Stamkos powers Canada to win

Mason, special teams also key to Canada’s 5-1 rout of Czechs


Steve Stamkos scores one of his two first-period goals. Photo: Matthew Murnaghan / HHOF-IIHF Images

ZURICH-KLOTEN – Canada has delivered a strong and clear message – give us a power play and we will score. The team added three more power-play goals to its totals in the opening period tonight in Kloten en route to an impressive 5-1 win over the Czech Republic. Steve Stamkos led the way with two goals and an assist while the penalty killers were perfect on eight short-handed situations. Goalie Chris Mason, Canada's player of the game, stopped 44 of 45 shots. "The guys scored some power-play goals early, and that really helped," Mason said. "We didn't want to play from behind. The guys did a good job keeping them to the outside on their power play." The win keeps Canada in top position in Group F with 9 points. Finland is second with 6, Belarus has 4 and the Czechs 3.

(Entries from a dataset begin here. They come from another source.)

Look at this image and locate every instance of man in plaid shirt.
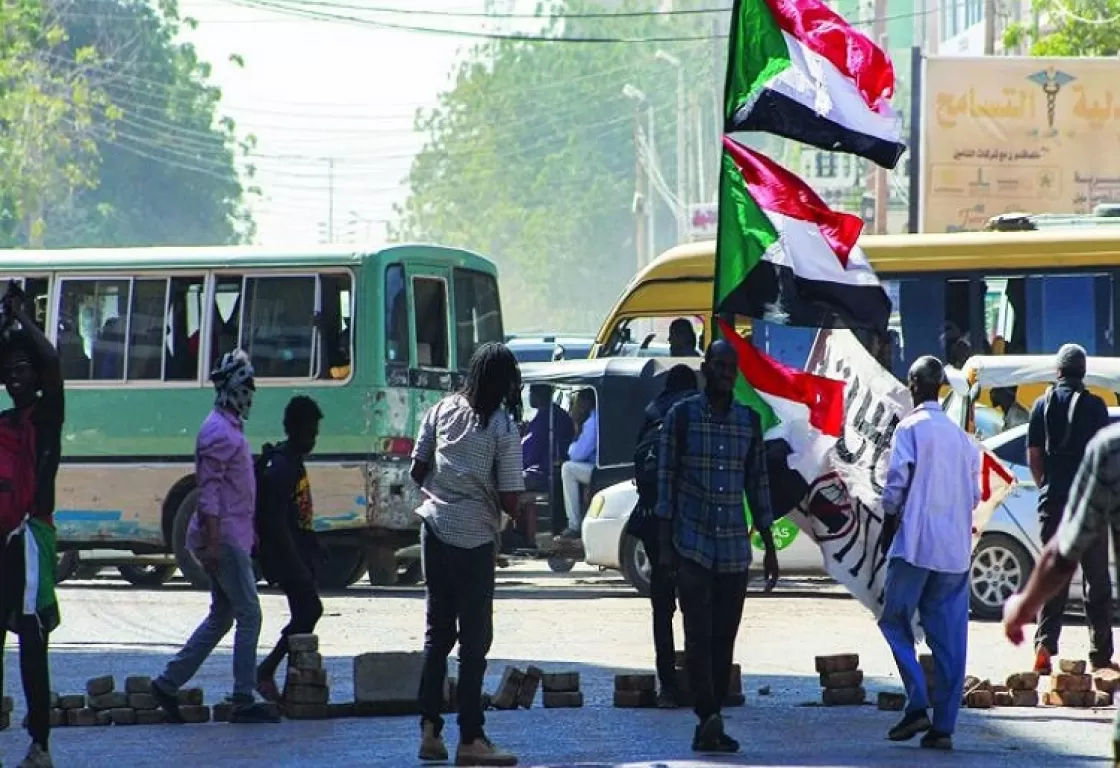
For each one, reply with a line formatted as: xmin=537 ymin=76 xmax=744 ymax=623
xmin=655 ymin=340 xmax=779 ymax=754
xmin=1005 ymin=422 xmax=1120 ymax=765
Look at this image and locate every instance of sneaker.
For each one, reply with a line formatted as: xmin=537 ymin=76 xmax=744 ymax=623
xmin=230 ymin=701 xmax=282 ymax=724
xmin=150 ymin=681 xmax=184 ymax=724
xmin=556 ymin=528 xmax=581 ymax=540
xmin=1034 ymin=647 xmax=1053 ymax=675
xmin=692 ymin=714 xmax=735 ymax=753
xmin=419 ymin=721 xmax=449 ymax=762
xmin=455 ymin=734 xmax=517 ymax=766
xmin=920 ymin=729 xmax=953 ymax=750
xmin=17 ymin=744 xmax=52 ymax=768
xmin=1092 ymin=661 xmax=1120 ymax=673
xmin=887 ymin=710 xmax=931 ymax=742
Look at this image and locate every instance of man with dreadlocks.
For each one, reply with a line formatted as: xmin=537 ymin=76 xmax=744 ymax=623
xmin=150 ymin=350 xmax=280 ymax=725
xmin=411 ymin=342 xmax=524 ymax=767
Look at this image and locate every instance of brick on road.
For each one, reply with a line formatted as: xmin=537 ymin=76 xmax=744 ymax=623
xmin=109 ymin=708 xmax=138 ymax=726
xmin=965 ymin=690 xmax=994 ymax=709
xmin=1011 ymin=690 xmax=1039 ymax=707
xmin=135 ymin=709 xmax=165 ymax=725
xmin=613 ymin=689 xmax=655 ymax=708
xmin=517 ymin=666 xmax=543 ymax=709
xmin=287 ymin=667 xmax=328 ymax=687
xmin=821 ymin=687 xmax=865 ymax=706
xmin=86 ymin=676 xmax=115 ymax=697
xmin=286 ymin=684 xmax=329 ymax=705
xmin=1052 ymin=674 xmax=1092 ymax=693
xmin=491 ymin=667 xmax=526 ymax=710
xmin=820 ymin=670 xmax=864 ymax=689
xmin=176 ymin=688 xmax=205 ymax=706
xmin=1006 ymin=672 xmax=1040 ymax=691
xmin=128 ymin=693 xmax=159 ymax=711
xmin=125 ymin=676 xmax=152 ymax=695
xmin=540 ymin=672 xmax=580 ymax=693
xmin=542 ymin=691 xmax=583 ymax=708
xmin=179 ymin=705 xmax=211 ymax=724
xmin=1059 ymin=659 xmax=1088 ymax=675
xmin=88 ymin=692 xmax=128 ymax=710
xmin=288 ymin=634 xmax=319 ymax=653
xmin=291 ymin=652 xmax=323 ymax=670
xmin=58 ymin=694 xmax=85 ymax=710
xmin=877 ymin=692 xmax=906 ymax=711
xmin=814 ymin=654 xmax=859 ymax=674
xmin=614 ymin=674 xmax=656 ymax=692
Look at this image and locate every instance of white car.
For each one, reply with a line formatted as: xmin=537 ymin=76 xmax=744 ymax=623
xmin=969 ymin=409 xmax=1120 ymax=619
xmin=582 ymin=480 xmax=827 ymax=595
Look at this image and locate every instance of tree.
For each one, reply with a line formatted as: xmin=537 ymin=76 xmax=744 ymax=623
xmin=42 ymin=0 xmax=256 ymax=247
xmin=393 ymin=0 xmax=746 ymax=331
xmin=0 ymin=0 xmax=111 ymax=246
xmin=1004 ymin=0 xmax=1120 ymax=55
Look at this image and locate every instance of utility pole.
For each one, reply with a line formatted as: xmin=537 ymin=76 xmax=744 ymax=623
xmin=645 ymin=104 xmax=657 ymax=264
xmin=866 ymin=0 xmax=889 ymax=234
xmin=656 ymin=50 xmax=687 ymax=244
xmin=983 ymin=0 xmax=997 ymax=54
xmin=632 ymin=106 xmax=647 ymax=276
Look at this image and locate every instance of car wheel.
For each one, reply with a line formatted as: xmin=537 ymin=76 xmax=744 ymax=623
xmin=398 ymin=558 xmax=423 ymax=585
xmin=118 ymin=564 xmax=177 ymax=587
xmin=56 ymin=551 xmax=80 ymax=584
xmin=171 ymin=489 xmax=211 ymax=590
xmin=547 ymin=556 xmax=576 ymax=573
xmin=620 ymin=534 xmax=652 ymax=597
xmin=316 ymin=545 xmax=366 ymax=591
xmin=970 ymin=533 xmax=1034 ymax=620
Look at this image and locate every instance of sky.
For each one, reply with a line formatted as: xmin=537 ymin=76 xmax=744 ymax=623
xmin=177 ymin=0 xmax=511 ymax=246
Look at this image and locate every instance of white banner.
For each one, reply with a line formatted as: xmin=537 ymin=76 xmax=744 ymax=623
xmin=792 ymin=330 xmax=1014 ymax=620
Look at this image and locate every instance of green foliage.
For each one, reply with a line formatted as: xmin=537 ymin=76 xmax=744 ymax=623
xmin=1004 ymin=0 xmax=1120 ymax=55
xmin=42 ymin=0 xmax=256 ymax=247
xmin=393 ymin=0 xmax=738 ymax=332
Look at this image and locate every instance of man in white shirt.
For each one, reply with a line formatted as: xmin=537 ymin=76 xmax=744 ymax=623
xmin=559 ymin=389 xmax=598 ymax=539
xmin=877 ymin=356 xmax=980 ymax=752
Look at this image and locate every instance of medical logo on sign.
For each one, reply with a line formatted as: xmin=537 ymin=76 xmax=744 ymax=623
xmin=802 ymin=471 xmax=857 ymax=543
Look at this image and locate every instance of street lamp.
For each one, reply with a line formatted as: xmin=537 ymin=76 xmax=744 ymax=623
xmin=655 ymin=50 xmax=687 ymax=243
xmin=623 ymin=84 xmax=655 ymax=271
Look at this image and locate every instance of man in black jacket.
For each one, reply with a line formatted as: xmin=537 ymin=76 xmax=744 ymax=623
xmin=628 ymin=364 xmax=698 ymax=708
xmin=255 ymin=395 xmax=325 ymax=702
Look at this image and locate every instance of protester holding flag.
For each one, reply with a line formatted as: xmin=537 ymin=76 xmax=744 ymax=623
xmin=655 ymin=341 xmax=778 ymax=754
xmin=878 ymin=356 xmax=980 ymax=752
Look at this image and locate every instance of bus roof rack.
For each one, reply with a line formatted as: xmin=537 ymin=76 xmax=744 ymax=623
xmin=985 ymin=205 xmax=1120 ymax=231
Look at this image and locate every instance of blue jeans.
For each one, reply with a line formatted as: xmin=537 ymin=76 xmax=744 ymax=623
xmin=156 ymin=544 xmax=262 ymax=702
xmin=877 ymin=558 xmax=969 ymax=735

The onslaught started at 7:20 with the extra man courtesy of Steve Stamkos. Drew Doughty’s point shot hit a group of players in front of goalie Roman Stepanek, and the puck careened to Stamkos off to the side. He merely had to swipe the puck into the open cage to give Canada a 1-0 lead.

The second one was a mess of a play that ended with a beautiful play. Martin St. Louis gave the puck up along the left wing boards deep in the Czech end on another power play, and Jakub Klepis found the puck on his stick. Trying to be too cute, he made a blind pass back toward his goal where Shane Doan stole it and found Stamkos in the slot. With his back to the goal, Stamkos spun, slid the puck under the attempted pokecheck of Stepanek, and lifted the puck over the goalie’s outstretched glove.

Canada had a 2-0 lead and Stamkos had his second two-goal game of the tournament in four outings. The hat-trick man advantage goal came at 17:55 and this wasn’t pretty so much as it was brute strength. Shea Weber moved the puck along the blueline to the middle of the ice and simple ripped a slapshot over Stepanek’s glove for a 3-0 lead. That spelled the end for the goalie who was replaced by Martin Prusek.

The Czechs stormed out of the gate to start the second period and played most of the first four minutes in the Canadian end until another penalty slowed them down. The rest of the period was goalless and listless, the Czechs unable to beat Mason, who was excellent, and Canada content to think defence first.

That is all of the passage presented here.